スマート冷蔵庫は
古くて新しいテーマ
家庭用のIoTに関する古くて新しい話題は、「スマート冷蔵庫」である。家庭の中心であり、食事の中心である冷蔵庫がインターネットに接続されたら何ができるのか、何をすべきなのか。メーカーや研究者らが、そうしたことをずっと考え続けてきた。
そんな長い歴史があるにもかかわらず、スマート冷蔵庫はまだ家庭に普及していない。予想以上に難しい課題だからだ。そんな冷蔵庫に代わって、スマート・サーモスタットやスマート照明、スマート・ドアノブなどがどんどん先に家庭に入って来ている状況だ。
それでも、これまでのスマート冷蔵庫の構想や早い時期のモデルはなかなか興味深い。
基本的に冷蔵庫利用のポイントは、常備食品の在庫を保ち、生ものを腐らないうちに使うこと、そして中味がいつも把握できることだ。
LG電子は、早くも2000年にそんなことができるスマート冷蔵庫を発表していたが、それは透明の容器に入ったミルクやジュースの残量を認識し、ドアに取り付けられたスクリーンが中に入っている他の食品も表示して、レシピまで呼び出すというものである。

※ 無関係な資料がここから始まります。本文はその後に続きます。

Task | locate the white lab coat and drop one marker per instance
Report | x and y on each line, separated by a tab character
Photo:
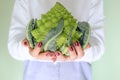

マイクロソフトが未来像を描いたビデオで見せていた冷蔵庫も、残り物は何日までに食べるようにといった表示まで、透明のドアに映し出されるという気の配りよう。
またよく映画では、「ミルクがなくなった」と言うだけで、ミルクが注文されるような場面も出てくる。
そういう理想的なスマート冷蔵庫像は、なかなか捨て難く、最近の最新冷蔵庫はそれにだんだん近づいているようだ。中の食品管理がドアのスクリーンからでき、買物リストもそこから簡単に作成、それをスマートフォンに送ってくれるというものまである。